The people who had lived on both sides of these stories are still around, in the same neighborhoods, living next to one another. The reunification of Germany in 1990 saw immunity for a lot of people — from the people who operated this prison, only one saw a prison sentence himself. But that type of forgiveness, if forgiveness is the right word, was recognized as the only way to rebuild a unified country. The cracks in society are still visible, but so is the desire to move forward, and that’s much stronger.
Berlin was heavily bombed during the two world wars. By the time the city emerged in 1945, over half of the buildings were destroyed. With this rubble, a small mountain was built on the western side of the city and named Teufelsberg, which translates literally to Devil’s Mountain. Then, during the Cold War, the NSA built an American listening station at the top. When it was abandoned, the buildings were emptied out but the structures and the domes remained in place. Now it’s occupied by artists and squatters, and you can go wander around the complex. Most of the walls have been covered with street art, there are gardens in the yard, and a honeybee colony in the back.
It was an impressive complex and there was something satisfying about seeing a space built by an organization for the purpose of building institutional power being repurposed as a playground for hippies.
After World War II ended, Germany was divided into four zones, one for each of the Allied powers. Berlin was in the middle of the Soviet zone, but as the capital, the city itself was also divided into four quarters. After relations between the Soviet Union and the other Allies deteriorated, this left the western part of Berlin stranded as an island in the middle of the Soviet-occupied territory. For 11 months during 1948-49, this part of Berlin became accessible only through the Luftbrücke, the Berlin Airlift, which delivered supplies to the city through the Tempelhof airport.

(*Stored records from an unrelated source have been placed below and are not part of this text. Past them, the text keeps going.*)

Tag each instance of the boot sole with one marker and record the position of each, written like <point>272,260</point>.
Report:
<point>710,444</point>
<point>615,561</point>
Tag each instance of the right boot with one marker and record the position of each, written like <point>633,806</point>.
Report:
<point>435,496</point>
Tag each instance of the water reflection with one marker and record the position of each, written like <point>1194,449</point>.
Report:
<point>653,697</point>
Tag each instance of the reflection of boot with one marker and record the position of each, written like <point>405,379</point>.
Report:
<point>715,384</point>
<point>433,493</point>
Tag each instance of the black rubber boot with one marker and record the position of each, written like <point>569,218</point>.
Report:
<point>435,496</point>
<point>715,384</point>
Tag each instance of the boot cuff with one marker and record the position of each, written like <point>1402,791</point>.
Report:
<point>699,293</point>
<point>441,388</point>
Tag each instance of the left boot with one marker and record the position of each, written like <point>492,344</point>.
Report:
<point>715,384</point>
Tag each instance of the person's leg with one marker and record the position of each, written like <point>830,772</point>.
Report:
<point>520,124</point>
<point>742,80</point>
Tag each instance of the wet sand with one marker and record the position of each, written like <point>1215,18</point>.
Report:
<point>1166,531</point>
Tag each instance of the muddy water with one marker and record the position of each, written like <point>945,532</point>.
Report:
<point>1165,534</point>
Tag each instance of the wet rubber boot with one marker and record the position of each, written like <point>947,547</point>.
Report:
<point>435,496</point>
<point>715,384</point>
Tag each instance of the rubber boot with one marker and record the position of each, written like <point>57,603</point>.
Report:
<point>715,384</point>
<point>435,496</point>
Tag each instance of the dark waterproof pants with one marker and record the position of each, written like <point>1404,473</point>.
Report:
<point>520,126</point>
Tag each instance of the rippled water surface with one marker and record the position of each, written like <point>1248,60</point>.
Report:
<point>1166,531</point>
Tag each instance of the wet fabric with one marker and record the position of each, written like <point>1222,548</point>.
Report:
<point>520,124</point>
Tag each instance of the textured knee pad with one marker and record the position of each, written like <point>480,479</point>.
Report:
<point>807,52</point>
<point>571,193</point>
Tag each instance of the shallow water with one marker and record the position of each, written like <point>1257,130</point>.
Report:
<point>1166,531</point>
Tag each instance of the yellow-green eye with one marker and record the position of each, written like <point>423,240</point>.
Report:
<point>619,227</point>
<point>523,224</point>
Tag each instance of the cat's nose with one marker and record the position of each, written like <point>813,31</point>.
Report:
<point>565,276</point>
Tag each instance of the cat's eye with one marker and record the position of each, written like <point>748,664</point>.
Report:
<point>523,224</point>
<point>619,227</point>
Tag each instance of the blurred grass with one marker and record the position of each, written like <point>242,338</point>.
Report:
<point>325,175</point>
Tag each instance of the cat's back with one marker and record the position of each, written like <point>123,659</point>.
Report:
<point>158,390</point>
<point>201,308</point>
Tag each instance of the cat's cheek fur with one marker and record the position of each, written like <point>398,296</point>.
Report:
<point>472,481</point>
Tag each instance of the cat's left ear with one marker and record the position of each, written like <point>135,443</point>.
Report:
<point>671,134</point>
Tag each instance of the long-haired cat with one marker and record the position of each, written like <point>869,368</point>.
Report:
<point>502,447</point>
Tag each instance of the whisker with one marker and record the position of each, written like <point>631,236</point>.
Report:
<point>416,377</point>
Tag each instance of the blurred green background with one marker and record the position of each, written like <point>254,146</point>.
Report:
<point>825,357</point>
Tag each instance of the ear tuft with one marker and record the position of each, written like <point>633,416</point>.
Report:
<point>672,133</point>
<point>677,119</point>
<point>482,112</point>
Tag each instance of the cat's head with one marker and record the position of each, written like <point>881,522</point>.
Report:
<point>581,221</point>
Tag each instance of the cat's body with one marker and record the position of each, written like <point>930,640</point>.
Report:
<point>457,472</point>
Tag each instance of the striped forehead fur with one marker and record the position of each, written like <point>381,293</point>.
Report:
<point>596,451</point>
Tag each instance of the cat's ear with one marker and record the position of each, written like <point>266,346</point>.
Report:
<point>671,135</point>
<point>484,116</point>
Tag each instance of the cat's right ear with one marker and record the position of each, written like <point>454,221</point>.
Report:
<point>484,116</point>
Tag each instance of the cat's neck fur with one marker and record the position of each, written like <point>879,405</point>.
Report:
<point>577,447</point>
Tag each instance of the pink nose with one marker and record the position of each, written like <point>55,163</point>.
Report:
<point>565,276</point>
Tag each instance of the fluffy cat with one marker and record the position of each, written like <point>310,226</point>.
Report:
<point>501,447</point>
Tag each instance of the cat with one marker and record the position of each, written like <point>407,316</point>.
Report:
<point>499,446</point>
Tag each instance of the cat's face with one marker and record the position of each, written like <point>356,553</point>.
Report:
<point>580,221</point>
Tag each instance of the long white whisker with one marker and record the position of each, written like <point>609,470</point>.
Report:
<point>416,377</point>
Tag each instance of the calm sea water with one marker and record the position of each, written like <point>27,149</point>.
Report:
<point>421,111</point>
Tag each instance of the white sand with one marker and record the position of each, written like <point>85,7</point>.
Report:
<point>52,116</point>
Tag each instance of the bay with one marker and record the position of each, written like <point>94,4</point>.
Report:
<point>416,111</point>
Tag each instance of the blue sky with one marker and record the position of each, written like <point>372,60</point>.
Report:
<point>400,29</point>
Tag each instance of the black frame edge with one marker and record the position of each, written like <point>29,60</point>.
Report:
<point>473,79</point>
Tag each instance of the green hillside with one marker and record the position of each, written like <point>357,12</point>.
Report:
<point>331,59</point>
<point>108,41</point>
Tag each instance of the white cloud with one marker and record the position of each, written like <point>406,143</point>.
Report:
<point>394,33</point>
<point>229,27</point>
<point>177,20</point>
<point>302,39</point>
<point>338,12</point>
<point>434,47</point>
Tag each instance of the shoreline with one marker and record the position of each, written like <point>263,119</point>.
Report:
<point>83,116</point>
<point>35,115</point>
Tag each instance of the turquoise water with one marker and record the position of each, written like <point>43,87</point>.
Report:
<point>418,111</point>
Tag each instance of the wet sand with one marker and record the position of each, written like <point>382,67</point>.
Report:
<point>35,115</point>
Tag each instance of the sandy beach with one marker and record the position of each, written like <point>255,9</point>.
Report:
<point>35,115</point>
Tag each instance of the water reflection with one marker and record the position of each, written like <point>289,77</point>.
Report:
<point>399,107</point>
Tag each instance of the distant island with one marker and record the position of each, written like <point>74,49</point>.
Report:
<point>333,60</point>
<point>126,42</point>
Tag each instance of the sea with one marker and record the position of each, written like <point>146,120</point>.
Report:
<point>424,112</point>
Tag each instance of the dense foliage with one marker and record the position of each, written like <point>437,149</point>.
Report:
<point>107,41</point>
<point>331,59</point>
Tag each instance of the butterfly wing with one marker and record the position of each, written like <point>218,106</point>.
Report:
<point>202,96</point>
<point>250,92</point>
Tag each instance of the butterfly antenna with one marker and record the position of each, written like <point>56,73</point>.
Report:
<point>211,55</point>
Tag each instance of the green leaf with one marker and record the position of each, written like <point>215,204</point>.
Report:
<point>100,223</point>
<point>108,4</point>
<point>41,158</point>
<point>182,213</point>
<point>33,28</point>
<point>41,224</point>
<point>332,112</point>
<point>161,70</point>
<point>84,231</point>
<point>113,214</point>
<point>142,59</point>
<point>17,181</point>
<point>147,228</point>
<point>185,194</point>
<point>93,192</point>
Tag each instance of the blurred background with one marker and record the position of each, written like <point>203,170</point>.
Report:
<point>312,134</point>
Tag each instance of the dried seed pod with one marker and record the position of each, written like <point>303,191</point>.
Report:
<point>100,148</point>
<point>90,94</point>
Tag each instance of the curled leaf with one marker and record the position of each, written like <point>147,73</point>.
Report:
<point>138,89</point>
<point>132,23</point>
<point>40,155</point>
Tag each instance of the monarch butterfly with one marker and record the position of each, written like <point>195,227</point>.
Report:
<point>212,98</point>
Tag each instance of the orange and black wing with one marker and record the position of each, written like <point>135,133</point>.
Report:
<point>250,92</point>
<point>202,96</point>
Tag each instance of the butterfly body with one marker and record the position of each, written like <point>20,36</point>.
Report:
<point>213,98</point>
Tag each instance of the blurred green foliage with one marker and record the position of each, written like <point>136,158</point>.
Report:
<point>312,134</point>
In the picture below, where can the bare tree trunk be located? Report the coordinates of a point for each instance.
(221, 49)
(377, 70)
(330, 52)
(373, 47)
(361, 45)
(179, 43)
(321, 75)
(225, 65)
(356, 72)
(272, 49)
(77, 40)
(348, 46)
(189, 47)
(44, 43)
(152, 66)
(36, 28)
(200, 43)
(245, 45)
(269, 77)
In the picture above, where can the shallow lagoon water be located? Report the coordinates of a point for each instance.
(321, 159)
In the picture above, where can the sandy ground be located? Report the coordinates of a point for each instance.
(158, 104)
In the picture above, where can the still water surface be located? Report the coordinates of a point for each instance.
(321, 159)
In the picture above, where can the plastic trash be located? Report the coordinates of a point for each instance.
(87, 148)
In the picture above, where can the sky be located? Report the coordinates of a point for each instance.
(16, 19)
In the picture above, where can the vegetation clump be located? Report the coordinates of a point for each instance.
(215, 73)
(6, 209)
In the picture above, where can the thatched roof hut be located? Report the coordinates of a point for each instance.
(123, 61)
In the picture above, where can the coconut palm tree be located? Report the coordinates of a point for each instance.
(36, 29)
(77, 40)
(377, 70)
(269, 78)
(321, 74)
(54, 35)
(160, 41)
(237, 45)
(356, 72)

The airport, which was used throughout the years as a commercial airport as well, closed in 2008, but the field was taken over as an urban park. You can walk or bike out onto the runways, windsail on roller blades, fly kites, and barbecue. There’s a community garden, art projects, and a baseball diamond. And in the last few months, there’s been another development: some of the buildings have been taken over as emergency refugee housing. This park really shows what Berlin is about. The residents are invested in what their community is and what it can be, and they act on their ideas. They create the most bizarre and wonderful spaces.